Como bien sabemos, la emigración vasca a la costa Oeste de los Estados Unidos a finales del siglo XIX y durante buena parte del siglo XX fue sumamente importante. Hombres, mujeres, jóvenes, familias enteras… acudieron al efecto llamada de los que ya habían viajado anteriormente, gracias a la información que les llegaba a través de ellos, permitiéndoles, con el viaje, buscar un nuevo futuro mucho más próspero e ilusionante. Entre los que llegaron y se asentaron en Norteamérica provenientes de nuestra tierra, el grupo más numeroso estuvo formado por los que trabajaron como pastores.
Los pastores vascos, alejados de sus familias y pueblos de origen, tenían que recorrer grandes distancias para que sus ovejas pastasen plácidamente en las extensas praderas. Los días pasaban muy despacio, y mientras permanecían vigilantes, para que el rebaño se alimentara convenientemente, grababan sus nombres, pensamientos y fantasías en la corteza de los árboles.
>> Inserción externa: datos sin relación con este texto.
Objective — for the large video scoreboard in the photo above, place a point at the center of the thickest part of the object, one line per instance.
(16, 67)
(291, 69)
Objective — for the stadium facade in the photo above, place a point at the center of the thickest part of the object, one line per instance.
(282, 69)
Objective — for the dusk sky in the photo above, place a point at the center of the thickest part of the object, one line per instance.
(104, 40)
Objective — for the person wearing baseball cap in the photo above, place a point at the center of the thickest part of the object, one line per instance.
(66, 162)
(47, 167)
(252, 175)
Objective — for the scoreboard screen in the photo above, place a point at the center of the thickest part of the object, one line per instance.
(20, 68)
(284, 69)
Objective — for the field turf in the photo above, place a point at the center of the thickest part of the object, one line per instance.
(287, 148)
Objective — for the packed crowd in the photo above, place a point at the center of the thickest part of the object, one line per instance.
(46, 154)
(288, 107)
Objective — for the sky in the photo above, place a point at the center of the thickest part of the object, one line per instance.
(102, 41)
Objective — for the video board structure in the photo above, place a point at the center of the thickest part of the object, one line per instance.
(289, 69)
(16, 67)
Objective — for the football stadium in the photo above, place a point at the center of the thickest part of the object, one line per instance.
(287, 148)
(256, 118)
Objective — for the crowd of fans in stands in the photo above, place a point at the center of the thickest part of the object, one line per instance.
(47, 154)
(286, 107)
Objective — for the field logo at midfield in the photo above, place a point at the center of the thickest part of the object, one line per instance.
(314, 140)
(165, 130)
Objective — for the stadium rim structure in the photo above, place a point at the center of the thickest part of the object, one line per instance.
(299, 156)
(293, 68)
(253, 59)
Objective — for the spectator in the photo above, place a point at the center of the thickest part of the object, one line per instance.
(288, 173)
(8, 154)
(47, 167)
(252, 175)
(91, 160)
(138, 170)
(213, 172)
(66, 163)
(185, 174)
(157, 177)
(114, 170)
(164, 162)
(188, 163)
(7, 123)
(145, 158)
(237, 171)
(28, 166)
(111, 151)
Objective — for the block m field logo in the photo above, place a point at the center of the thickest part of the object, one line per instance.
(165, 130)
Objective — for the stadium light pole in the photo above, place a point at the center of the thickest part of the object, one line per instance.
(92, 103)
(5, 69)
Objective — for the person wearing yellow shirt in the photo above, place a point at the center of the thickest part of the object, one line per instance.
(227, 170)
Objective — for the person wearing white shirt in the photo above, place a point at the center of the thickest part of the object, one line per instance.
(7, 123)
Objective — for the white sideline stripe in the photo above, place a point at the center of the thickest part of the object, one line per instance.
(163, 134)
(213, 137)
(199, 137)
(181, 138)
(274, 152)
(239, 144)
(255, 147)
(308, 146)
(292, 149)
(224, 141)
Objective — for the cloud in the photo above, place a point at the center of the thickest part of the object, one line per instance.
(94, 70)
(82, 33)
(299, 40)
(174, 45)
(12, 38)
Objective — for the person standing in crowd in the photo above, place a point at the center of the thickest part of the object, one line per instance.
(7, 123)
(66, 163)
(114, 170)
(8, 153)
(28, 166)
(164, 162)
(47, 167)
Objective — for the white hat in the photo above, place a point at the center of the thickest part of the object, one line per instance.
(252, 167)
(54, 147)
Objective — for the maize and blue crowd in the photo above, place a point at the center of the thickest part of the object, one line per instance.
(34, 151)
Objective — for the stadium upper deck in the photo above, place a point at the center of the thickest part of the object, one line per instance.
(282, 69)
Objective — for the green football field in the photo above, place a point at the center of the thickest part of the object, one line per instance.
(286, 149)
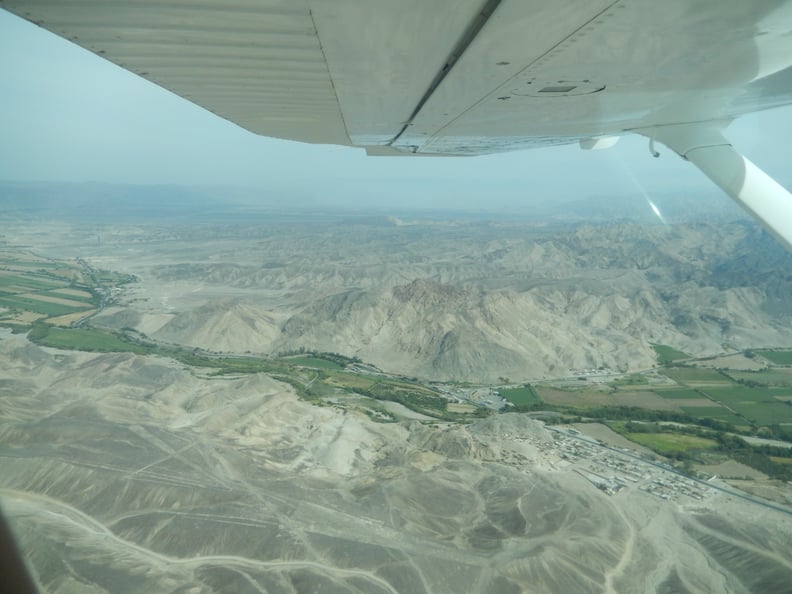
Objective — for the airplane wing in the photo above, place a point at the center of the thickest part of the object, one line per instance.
(463, 77)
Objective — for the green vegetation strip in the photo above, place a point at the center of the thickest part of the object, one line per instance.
(680, 393)
(522, 398)
(669, 444)
(695, 375)
(317, 362)
(42, 307)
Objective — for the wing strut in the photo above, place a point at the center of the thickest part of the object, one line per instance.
(758, 193)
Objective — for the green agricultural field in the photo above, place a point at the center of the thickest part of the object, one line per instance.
(678, 393)
(714, 412)
(524, 396)
(667, 354)
(316, 362)
(777, 357)
(695, 375)
(53, 293)
(30, 282)
(671, 443)
(84, 339)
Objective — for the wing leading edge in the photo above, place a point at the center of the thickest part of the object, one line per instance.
(450, 77)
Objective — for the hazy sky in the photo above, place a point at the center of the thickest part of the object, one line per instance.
(69, 115)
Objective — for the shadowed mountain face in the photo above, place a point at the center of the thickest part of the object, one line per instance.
(125, 473)
(467, 301)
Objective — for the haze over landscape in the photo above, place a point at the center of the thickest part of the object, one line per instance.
(290, 400)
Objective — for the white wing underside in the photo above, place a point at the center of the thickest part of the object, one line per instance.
(371, 72)
(457, 77)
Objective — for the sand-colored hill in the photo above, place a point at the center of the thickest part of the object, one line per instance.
(125, 473)
(475, 301)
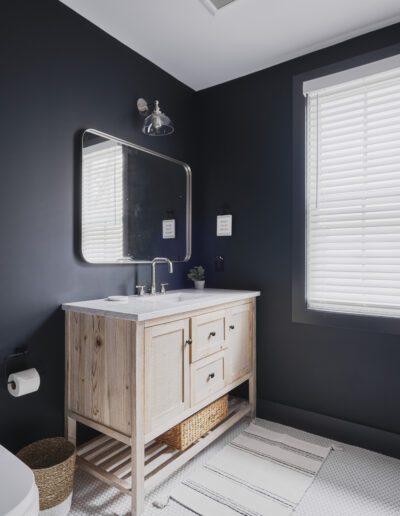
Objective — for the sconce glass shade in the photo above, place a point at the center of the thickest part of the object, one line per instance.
(157, 123)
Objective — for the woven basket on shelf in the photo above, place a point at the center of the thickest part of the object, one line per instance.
(186, 433)
(53, 464)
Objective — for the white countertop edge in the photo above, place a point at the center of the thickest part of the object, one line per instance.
(216, 297)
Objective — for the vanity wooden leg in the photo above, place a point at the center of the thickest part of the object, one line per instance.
(253, 379)
(137, 396)
(70, 429)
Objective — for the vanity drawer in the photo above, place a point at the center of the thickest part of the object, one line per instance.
(208, 333)
(208, 376)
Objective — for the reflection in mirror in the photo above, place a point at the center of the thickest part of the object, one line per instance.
(136, 204)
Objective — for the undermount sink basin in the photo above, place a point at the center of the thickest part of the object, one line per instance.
(176, 297)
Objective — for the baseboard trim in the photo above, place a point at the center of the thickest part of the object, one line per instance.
(355, 434)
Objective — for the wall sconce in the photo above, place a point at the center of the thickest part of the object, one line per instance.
(157, 123)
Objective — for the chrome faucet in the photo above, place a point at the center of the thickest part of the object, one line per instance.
(154, 262)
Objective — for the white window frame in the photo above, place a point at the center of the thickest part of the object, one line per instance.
(338, 84)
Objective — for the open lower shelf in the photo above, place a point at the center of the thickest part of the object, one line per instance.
(110, 460)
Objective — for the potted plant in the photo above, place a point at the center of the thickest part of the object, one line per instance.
(197, 274)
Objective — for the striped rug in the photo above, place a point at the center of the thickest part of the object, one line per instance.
(259, 473)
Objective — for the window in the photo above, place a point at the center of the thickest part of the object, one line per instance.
(102, 205)
(353, 190)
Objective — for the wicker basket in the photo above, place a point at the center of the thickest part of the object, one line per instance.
(186, 433)
(53, 464)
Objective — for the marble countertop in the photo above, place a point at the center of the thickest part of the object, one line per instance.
(143, 308)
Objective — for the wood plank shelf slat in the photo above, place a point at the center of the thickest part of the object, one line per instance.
(110, 460)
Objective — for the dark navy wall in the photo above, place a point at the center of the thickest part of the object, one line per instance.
(60, 74)
(344, 383)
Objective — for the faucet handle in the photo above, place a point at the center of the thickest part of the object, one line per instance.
(140, 289)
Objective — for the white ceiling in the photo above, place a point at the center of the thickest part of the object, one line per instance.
(202, 49)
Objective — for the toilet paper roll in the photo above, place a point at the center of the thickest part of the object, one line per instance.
(23, 382)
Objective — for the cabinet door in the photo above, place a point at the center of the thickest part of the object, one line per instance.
(239, 341)
(167, 387)
(208, 334)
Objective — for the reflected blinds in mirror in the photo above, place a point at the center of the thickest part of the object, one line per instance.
(102, 202)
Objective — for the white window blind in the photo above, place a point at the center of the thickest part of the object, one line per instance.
(353, 196)
(102, 202)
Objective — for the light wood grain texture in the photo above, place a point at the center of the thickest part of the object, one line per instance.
(238, 329)
(207, 334)
(100, 428)
(208, 376)
(194, 313)
(138, 415)
(167, 372)
(192, 410)
(69, 423)
(253, 378)
(133, 381)
(159, 460)
(101, 369)
(237, 413)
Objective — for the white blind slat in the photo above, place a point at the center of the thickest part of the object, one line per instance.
(102, 202)
(353, 192)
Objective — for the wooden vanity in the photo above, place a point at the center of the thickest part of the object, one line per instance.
(135, 369)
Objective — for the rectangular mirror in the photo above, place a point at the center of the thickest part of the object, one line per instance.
(136, 203)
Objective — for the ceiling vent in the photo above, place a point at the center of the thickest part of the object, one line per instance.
(213, 6)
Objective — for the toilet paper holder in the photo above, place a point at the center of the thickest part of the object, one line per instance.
(19, 353)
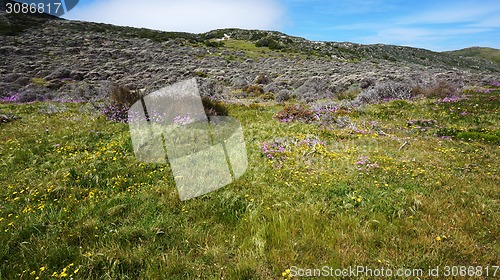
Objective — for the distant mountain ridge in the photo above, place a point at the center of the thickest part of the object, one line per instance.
(490, 54)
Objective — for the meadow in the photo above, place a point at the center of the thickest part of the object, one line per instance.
(400, 184)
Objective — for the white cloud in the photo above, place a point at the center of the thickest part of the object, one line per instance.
(187, 15)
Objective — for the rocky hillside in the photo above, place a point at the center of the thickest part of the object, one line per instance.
(45, 57)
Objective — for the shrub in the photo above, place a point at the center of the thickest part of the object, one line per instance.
(297, 112)
(6, 118)
(482, 136)
(283, 95)
(201, 74)
(255, 89)
(440, 89)
(214, 107)
(120, 100)
(123, 96)
(385, 91)
(39, 82)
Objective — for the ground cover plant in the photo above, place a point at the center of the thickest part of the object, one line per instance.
(398, 184)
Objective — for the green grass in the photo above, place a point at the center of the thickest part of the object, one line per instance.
(76, 203)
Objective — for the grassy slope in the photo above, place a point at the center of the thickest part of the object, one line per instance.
(477, 52)
(75, 202)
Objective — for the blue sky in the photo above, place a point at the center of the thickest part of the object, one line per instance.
(435, 25)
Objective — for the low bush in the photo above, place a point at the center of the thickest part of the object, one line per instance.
(214, 107)
(254, 89)
(296, 112)
(120, 100)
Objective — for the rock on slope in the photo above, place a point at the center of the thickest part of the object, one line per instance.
(48, 57)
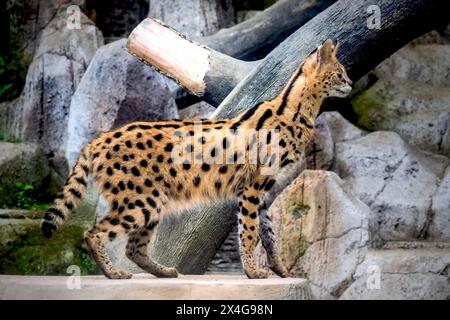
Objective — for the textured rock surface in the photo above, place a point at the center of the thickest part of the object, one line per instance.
(195, 17)
(411, 97)
(197, 110)
(330, 128)
(28, 18)
(41, 113)
(395, 180)
(145, 287)
(322, 229)
(402, 274)
(116, 89)
(116, 18)
(21, 162)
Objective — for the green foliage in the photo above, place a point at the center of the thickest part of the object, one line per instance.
(297, 209)
(25, 197)
(33, 254)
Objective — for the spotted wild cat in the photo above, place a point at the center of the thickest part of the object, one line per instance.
(146, 170)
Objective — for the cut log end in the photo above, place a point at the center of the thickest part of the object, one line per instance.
(171, 54)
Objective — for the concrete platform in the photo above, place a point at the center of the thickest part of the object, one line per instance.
(144, 286)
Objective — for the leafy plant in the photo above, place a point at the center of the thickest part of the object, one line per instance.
(24, 197)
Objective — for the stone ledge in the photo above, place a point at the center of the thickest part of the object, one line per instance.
(147, 287)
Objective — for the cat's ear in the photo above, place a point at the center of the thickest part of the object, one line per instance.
(336, 47)
(325, 52)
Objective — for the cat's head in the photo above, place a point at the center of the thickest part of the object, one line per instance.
(326, 72)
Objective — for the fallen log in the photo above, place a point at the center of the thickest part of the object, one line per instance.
(212, 71)
(362, 48)
(256, 37)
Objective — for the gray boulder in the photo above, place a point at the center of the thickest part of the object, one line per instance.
(395, 180)
(198, 110)
(195, 17)
(402, 274)
(40, 115)
(116, 89)
(322, 230)
(411, 97)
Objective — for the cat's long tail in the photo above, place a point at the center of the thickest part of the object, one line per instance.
(70, 196)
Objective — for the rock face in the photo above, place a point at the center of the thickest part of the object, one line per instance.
(195, 17)
(116, 18)
(323, 231)
(21, 162)
(40, 115)
(197, 110)
(386, 216)
(28, 18)
(116, 89)
(402, 274)
(397, 182)
(411, 97)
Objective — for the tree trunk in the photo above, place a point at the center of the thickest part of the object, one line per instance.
(192, 247)
(205, 72)
(257, 36)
La mayoría escribía su nombre y la fecha, pero también los había más atrevidos que grababan textos o dibujos sobre otros temas como sus creencias políticas o religiosas, la patria vasca, o el anhelo profundo del deseo de una mujer.
Aunque se pudiera pensar que los pastores desempeñaban esta actividad plástica, únicamente, para su propio entretenimiento, sus grabados tuvieron también la función práctica de transmitir a sus compatriotas información sobre los lugares apropiados para el pastoreo. Cuando uno de ellos encontraba inscripciones de otros pastores que habían estado anteriormente en el lugar y habían tenido tiempo de materializar sus grabaciones en los distintos álamos, era señal de que estaba en el lugar acertado, sabía que esa era una buena zona para apacentar a su rebaño. Además, encontrarse con estas grabaciones les reconfortaba y les hacía sentir partícipes de una cultura o legado propios, incitándoles a sumar su propia inscripción a las ya existentes.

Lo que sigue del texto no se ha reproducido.